By using an n-step return, we perform a "Complex Backup" that looks multiple steps into the future before bootstrapping. This creates a continuum between two extremes:

High Bias, Low Variance ($\lambda = 0$): 1-step TD reduces to immediate estimation. It is stable but crawls toward the truth.
Zero Bias, High Variance ($\lambda = 1$): TD(1) behaves like a Monte Carlo method for an undiscounted episodic task, looking at the entire actual outcome.
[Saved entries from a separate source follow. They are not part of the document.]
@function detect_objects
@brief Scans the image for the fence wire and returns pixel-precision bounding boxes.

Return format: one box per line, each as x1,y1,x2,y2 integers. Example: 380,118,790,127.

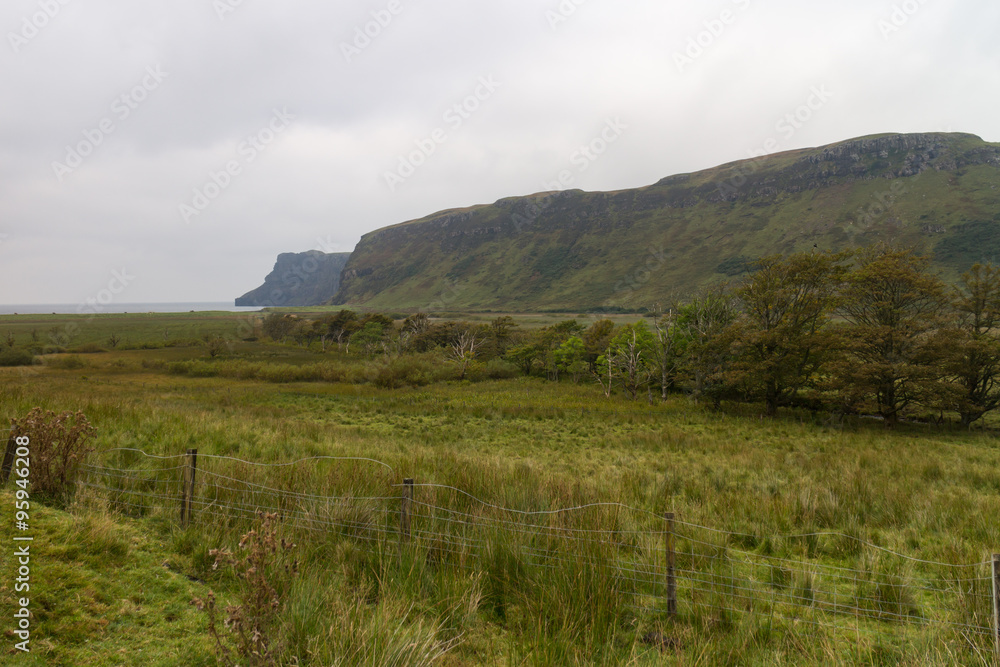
78,449,999,652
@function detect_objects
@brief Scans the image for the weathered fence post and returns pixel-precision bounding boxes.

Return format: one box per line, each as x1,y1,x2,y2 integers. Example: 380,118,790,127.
1,432,16,484
992,553,1000,656
180,448,198,527
400,478,414,543
665,512,677,616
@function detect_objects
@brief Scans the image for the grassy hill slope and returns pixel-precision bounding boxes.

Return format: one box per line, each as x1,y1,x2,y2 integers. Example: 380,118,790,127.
333,132,1000,311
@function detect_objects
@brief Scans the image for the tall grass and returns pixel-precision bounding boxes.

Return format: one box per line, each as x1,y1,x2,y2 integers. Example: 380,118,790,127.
6,340,1000,663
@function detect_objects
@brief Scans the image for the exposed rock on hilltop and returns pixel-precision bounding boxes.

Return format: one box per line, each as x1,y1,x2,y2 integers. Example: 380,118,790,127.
236,251,350,307
329,132,1000,312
Empirical Evidence (Figure 7.2)

When analyzing a 19-state random walk, the data is clear: the "sweet spot" is in the middle. Intermediate values of $n$ consistently achieve the lowest RMS error. However, there is a trade-off: as $n$ increases, the method becomes more sensitive to the step-size $\alpha$, requiring a more cautious learning rate to avoid divergence.

QUESTION 1

Why do you think a larger random walk task (19 states instead of 5) was used in the examples of this chapter? Would a smaller walk have shifted the advantage to a different value of $n$? How about the change in leftside outcome from 0 to -1? Would that have made any difference in the best value of $n$?

Provide answer based on 150-word requirement.

QUESTION 2

Why do you think on-line methods worked better than off-line methods on the example task?

On-line methods use updated values immediately within the same episode.

Off-line methods are computationally faster.

On-line methods have lower variance because they wait for the end of the episode.